Prestiti cambializzati per dipendenti pubblici e privati

Sei un dipendente pubblico o privato e vuoi sottoscrivere un contratto di finanziamento assistito dal rilascio degli effetti cambiari? Ecco la giusta guida che ti guiderà nei meandri della disciplina normativa e delle proposte commerciali reperibili sul mercato creditizio e bancario. In effetti, anche se la soluzione dei prestiti cambiari può apparire una soluzione più onerosa, dal punto di vista economico, tuttavia i soggetti sottoscrittori possono assolutamente beneficiare di una tipologia di prestito veloce e sicuro dal momento che non si richiedono particolari garanzie come la busta paga e il TFR. Il titolo cambiario come dettato dalla disciplina contenuta nella Legge cambiaria del 1933 n.1669, è un titolo di credito e valido strumento di pagamento che consente al soggetto creditore di tutelarsi da un eventuale inadempimento da parte del debitore e sottoscrittore del debito. La cambiale consente di assolvere da strumento di garanzia in grado di avviare in assoluto automatismo la procedura di protesto e di contestuale pignoramento dei beni del soggetto debitore, insolvente dell’obbligazione contratta. Vediamo meglio di cosa si tratta e per conferire un “taglio” pratico e di assoluta utilità alla guida, occorre riportare anche prospetti esemplificativi di varie società creditizie e finanziarie che consentono di sottoscrivere un prestito con il contestuale rilascio degli effetti cambiari.

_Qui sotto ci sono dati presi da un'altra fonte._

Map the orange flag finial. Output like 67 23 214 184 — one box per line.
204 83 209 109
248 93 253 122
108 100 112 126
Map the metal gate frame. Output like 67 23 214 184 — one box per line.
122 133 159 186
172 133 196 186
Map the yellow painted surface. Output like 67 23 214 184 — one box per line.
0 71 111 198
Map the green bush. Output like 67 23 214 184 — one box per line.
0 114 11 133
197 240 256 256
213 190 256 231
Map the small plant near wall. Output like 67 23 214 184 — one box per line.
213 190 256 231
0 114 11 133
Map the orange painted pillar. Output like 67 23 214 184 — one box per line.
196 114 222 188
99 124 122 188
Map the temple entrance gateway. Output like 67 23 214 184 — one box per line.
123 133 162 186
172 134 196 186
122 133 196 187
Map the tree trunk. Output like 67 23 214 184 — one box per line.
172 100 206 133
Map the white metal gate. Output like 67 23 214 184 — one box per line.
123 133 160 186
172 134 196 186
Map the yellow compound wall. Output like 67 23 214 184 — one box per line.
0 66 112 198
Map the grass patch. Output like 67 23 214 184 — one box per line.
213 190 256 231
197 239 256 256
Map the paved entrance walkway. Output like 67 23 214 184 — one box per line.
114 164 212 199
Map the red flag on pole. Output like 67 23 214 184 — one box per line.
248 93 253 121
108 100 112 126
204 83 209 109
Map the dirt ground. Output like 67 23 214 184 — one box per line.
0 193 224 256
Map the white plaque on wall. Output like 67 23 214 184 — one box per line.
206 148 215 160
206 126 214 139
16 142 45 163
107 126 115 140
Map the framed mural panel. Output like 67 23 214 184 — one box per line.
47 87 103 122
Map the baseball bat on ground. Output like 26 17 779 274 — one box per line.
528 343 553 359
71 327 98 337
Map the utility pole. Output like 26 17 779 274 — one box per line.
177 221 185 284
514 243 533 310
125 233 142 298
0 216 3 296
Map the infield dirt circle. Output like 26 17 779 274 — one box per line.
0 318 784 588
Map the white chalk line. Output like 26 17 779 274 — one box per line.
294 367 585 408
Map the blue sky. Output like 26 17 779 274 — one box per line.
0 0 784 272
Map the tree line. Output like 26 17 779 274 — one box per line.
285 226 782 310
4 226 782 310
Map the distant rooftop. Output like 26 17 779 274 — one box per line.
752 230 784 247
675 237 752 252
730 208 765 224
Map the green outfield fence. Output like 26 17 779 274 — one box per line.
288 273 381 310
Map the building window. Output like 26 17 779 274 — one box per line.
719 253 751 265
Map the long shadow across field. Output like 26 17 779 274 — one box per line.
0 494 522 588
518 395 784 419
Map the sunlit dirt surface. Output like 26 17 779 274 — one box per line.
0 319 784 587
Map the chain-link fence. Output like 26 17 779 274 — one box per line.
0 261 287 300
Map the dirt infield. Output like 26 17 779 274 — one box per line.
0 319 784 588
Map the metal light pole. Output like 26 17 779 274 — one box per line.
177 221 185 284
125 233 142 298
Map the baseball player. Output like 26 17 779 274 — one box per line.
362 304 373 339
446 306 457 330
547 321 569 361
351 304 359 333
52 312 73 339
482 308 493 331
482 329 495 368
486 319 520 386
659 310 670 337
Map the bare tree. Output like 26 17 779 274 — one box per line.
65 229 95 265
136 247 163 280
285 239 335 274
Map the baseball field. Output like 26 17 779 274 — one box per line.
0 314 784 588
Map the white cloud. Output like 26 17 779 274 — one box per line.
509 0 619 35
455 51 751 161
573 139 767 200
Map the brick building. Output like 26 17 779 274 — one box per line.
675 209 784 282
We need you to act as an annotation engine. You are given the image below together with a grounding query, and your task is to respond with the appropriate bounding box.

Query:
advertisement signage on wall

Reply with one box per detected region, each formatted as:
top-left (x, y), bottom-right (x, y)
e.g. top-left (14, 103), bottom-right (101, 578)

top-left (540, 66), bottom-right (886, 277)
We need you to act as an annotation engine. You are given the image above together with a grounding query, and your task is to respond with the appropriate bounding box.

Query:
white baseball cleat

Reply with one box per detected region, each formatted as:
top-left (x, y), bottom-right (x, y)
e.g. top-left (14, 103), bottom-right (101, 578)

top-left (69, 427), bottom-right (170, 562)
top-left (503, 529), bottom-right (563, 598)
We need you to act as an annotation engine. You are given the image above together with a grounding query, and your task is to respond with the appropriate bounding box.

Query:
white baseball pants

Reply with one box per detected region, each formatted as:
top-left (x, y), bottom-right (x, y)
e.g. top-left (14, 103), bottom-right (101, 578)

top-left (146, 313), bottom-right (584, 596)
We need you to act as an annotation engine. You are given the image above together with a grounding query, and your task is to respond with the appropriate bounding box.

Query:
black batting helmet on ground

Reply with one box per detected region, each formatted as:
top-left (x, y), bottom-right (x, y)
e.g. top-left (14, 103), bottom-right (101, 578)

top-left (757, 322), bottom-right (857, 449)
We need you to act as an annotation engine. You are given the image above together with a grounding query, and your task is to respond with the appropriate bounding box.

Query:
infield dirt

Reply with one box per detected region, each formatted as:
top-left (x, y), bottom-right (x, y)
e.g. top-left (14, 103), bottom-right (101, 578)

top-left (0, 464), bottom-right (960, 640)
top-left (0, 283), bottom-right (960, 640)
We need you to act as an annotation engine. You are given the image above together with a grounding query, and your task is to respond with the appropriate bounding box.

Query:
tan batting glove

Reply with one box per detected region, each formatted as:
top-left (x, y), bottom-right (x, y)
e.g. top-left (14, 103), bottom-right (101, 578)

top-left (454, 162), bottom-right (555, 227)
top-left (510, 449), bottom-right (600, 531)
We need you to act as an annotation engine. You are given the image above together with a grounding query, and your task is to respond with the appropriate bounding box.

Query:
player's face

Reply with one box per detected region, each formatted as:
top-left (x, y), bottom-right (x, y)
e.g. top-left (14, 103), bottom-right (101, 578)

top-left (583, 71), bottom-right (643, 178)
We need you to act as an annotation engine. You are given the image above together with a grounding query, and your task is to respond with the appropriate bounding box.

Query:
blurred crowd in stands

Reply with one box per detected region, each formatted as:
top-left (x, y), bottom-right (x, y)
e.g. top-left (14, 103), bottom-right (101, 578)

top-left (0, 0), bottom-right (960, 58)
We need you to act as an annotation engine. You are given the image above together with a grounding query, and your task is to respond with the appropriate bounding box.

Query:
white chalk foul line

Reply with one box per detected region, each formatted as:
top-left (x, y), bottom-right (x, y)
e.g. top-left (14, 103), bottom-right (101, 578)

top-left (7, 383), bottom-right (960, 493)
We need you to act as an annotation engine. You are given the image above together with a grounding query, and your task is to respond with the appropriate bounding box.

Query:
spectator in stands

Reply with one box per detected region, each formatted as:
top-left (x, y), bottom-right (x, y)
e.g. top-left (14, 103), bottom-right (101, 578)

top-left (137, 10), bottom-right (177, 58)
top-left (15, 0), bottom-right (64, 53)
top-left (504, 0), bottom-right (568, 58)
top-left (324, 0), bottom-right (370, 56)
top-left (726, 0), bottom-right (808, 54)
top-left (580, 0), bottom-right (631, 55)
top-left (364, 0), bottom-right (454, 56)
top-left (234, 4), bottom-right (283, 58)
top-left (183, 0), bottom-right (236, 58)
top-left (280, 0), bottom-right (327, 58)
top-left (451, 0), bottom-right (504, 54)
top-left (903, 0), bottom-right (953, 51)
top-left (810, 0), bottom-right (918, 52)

La cambiale: titolo di credito e garanzia per il soggetto creditore

Secondo la Legge cambiaria (Regio decreto 14 dicembre 1933, n. 1669) la cambiale, secondo quanto dettato dall’articolo 1 del testo normativo, contiene:
1° la denominazione di cambiale inserita nel contesto del titolo
ed espressa nella lingua in cui esso è redatto;
2° l’ordine incondizionato di pagare una somma determinata;
3° il nome di chi è designato a pagare (trattario);
4° l’indicazione della scadenza;
5° l’indicazione del luogo di pagamento;
6° il nome di colui al quale o all’ordine del quale deve farsi il
pagamento;
7° l’indicazione della data e del luogo dove la cambiale è
emessa;
8° la sottoscrizione di colui che emette la cambiale (traente).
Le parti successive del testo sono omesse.